Herein, we showed that ML in combination with clinical data could improve the effectiveness and appropriateness of empirical antibiotic therapy in the ED. ML is a growing field in medicine, including in infectious disease (ID). By July 2019, there have been 60 ML-clinical decision support system (ML-CDSS) that have been developed to assist ID clinicians.14 Empiric antimicrobial therapy could benefit the most from ML-CDSS because of the unavailability of culture results at the time of prescription. Moreover, it is unlikely for emergency physicians to receive any feedback regarding initial selection of antibiotics because patients do not wait in the ED until the result is available. Therefore, ML-CDSS could be promising in assisting decision-making by presenting assessments and recommendations individualised to the patient.
To ensure that these ML tools are useful and successfully integrated into clinical practice, a clear understanding of medical perspectives through the decision-making process is fundamental. For instance, ID clinicians begin to assess a febrile patient with the primary objective of finding the focus of the fever. The possible pathogens and antibiotics with the proper coverage are only determined after the clinical diagnosis is made. As such, focusing only on individual antibiotics or pathogens using ML algorithms without a provisional diagnosis would be of no use to support clinical decisions. Thus is why we clearly defined the clinical scenario as upper UTI before predicting antibiotic resistance in order for the model to be successfully integrated into clinical practice, which sets our study apart from previous studies.
Under the premise of clinical diagnosis, ML-CDSS is constrained by comprehensiveness and quality of the clinical data used for their development. In this context, we analysed all available data from different sources, such as a structural clinical data, vital signs, and laboratory data. However, we also included relevant unstructured data such as free clinical texts, nursing notes, and medical imaging to ensure integration of detailed medical history. Studies that analysed the performance of ML-CDSS when using a reduced set of variables found that the sensitivity and specificity of ML-CDSS were systematically better when they used a larger set of variables, especially when unstructured data are added.15–17 We also distinguished cases of bacterial colonisation or contamination in urine cultures from true pathogens and excluded them from the study to improve the quality of the data. These efforts to maximize the comprehensiveness and quality of our data contributed to the development of a satisfactory model in our study. An additional important strength of our work is that algorithm training and evaluation were performed on different data sets.
However, this study also has a number of limitations. Firstly, our model was built on data from a single healthcare institution within a confined geographic region; thus, further validation at other institutions is needed. As resistance patterns can change over time,8, 18 our model may also become less relevant as time passes and should thus also be periodically retrained Therefore, identifying the most appropriate temporal and spatial selection windows for training data would be essential for future research. Secondly, we assessed the performance of the model against real-life prescribers, which were emergency physicians. Ultimately, performance would need to be assessed prospectively for validation purpose with well-defined endpoints such as hospital days, mortality, medical costs, and impact on bacterial resistance in the long term.
Thirdly, our result shows that detailed information from unstructured data ranked high as feature importance on prediction. These variables with high feature importance were found to be consistent previously identified risk factors.19 However, given the labour-intensive and time-consuming process of data identification, data should be easily entered into the CDSS in the future system by automatic extraction from the EMR, and progress in natural language processing may help.20
Lastly, we did not fix the decision threshold of the GBDT model in our result considering each clinical setting might require different emphasis on using the model.
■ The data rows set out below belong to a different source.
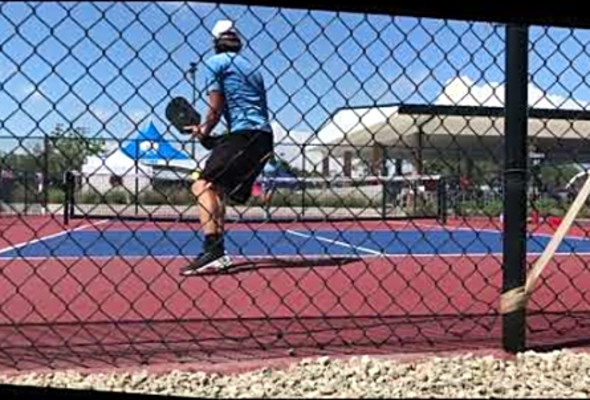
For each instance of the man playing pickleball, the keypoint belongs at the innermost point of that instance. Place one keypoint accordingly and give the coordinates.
(235, 90)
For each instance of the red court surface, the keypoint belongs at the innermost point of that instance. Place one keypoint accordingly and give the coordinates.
(117, 311)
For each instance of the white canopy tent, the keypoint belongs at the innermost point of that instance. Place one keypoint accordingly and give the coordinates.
(98, 173)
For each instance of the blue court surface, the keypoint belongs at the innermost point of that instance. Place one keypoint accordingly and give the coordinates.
(280, 243)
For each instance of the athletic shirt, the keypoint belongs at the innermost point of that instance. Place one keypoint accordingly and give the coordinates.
(245, 105)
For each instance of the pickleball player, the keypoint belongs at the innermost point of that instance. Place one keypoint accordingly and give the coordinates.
(235, 90)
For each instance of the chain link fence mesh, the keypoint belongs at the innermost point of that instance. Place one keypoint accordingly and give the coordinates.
(382, 231)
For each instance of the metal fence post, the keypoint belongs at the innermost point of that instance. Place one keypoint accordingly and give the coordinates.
(515, 173)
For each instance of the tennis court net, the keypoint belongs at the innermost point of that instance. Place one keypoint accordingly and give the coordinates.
(142, 197)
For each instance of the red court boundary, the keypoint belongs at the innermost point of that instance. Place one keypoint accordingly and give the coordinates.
(120, 311)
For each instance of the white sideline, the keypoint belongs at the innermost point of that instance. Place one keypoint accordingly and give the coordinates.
(52, 236)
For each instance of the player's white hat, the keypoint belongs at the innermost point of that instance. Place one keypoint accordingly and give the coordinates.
(223, 26)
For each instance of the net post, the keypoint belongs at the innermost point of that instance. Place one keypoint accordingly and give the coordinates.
(26, 194)
(442, 200)
(67, 196)
(515, 180)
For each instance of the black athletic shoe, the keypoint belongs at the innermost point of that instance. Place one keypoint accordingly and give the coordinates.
(206, 262)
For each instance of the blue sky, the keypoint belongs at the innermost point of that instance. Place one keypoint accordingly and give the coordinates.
(113, 66)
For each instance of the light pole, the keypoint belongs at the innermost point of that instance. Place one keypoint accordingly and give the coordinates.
(192, 71)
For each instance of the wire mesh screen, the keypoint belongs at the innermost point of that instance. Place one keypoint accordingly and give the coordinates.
(379, 229)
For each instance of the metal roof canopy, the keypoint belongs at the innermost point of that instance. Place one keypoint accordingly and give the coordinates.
(435, 131)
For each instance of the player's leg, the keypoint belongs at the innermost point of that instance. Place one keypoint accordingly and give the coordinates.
(208, 190)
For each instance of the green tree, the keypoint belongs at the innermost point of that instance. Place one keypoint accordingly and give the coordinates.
(556, 176)
(67, 150)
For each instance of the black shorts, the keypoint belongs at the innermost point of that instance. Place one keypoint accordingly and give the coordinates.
(235, 163)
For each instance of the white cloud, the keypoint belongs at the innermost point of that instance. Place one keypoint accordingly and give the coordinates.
(463, 91)
(30, 91)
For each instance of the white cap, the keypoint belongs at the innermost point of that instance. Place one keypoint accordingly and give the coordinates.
(222, 26)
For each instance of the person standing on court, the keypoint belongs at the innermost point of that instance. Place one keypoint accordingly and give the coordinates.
(235, 89)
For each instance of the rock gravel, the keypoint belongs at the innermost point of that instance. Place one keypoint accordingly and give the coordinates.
(559, 374)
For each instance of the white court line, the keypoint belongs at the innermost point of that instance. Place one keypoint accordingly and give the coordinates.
(487, 230)
(337, 242)
(271, 257)
(52, 236)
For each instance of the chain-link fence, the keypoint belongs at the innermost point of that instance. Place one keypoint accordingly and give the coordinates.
(379, 227)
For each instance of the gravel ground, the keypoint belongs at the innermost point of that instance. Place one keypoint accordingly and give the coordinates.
(557, 374)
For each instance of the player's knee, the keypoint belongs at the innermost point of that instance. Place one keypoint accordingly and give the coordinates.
(200, 186)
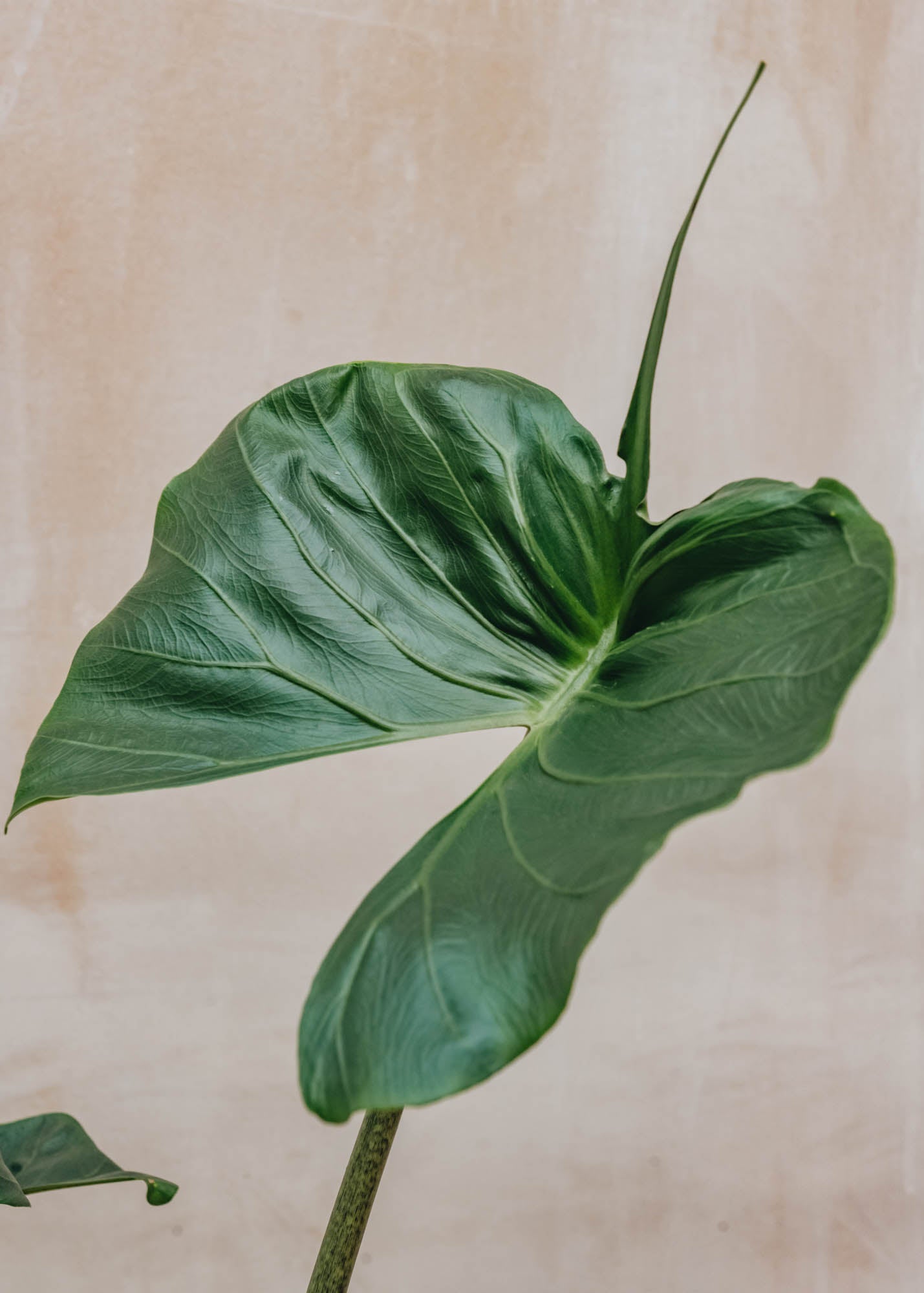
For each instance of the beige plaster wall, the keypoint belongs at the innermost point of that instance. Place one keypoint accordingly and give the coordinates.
(204, 198)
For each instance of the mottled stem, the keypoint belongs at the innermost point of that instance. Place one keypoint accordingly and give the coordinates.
(342, 1239)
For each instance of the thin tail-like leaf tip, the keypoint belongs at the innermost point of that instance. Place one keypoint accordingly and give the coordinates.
(634, 444)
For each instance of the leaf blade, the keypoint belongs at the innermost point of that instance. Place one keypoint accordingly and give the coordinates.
(52, 1151)
(515, 889)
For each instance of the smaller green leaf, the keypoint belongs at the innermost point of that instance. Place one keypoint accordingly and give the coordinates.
(52, 1151)
(634, 443)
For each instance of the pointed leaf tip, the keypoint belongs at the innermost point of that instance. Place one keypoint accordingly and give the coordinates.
(634, 444)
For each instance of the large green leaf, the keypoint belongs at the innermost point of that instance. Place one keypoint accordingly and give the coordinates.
(378, 553)
(52, 1151)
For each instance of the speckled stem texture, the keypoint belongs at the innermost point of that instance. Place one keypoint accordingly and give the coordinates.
(347, 1225)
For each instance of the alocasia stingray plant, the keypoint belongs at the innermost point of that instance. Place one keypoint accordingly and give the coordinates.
(380, 553)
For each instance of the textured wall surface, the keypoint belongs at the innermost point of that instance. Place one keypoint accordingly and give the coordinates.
(205, 198)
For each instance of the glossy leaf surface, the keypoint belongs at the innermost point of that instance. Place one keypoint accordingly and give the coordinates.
(381, 553)
(52, 1151)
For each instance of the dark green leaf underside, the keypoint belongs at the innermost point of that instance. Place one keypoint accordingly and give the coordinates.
(52, 1151)
(382, 553)
(749, 616)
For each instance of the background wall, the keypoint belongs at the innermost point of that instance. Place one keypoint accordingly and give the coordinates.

For instance, in the setting of emergency, prompt clinical improvement or survival benefit maximizing effectiveness would be the main concern. Meanwhile, a reduction in the inappropriate use of broad-spectrum antibiotics could be a priority in a community with a high rate of antibiotic overuse because improving antibiotic stewardship may lead to reduced costs, complications, and improved clinical outcomes.21 The best approach should make it possible to substantially increase the proportion of patients who receive effective empiric antibiotics while minimizing the risk of developing resistance in a given circumstance, and our model has the possibility of being modified to individualise this risk-benefit ratio. Prospective studies are required to assess the performance of our ML model for achieving better patient outcomes and minimizing the risk of antibiotic resistance.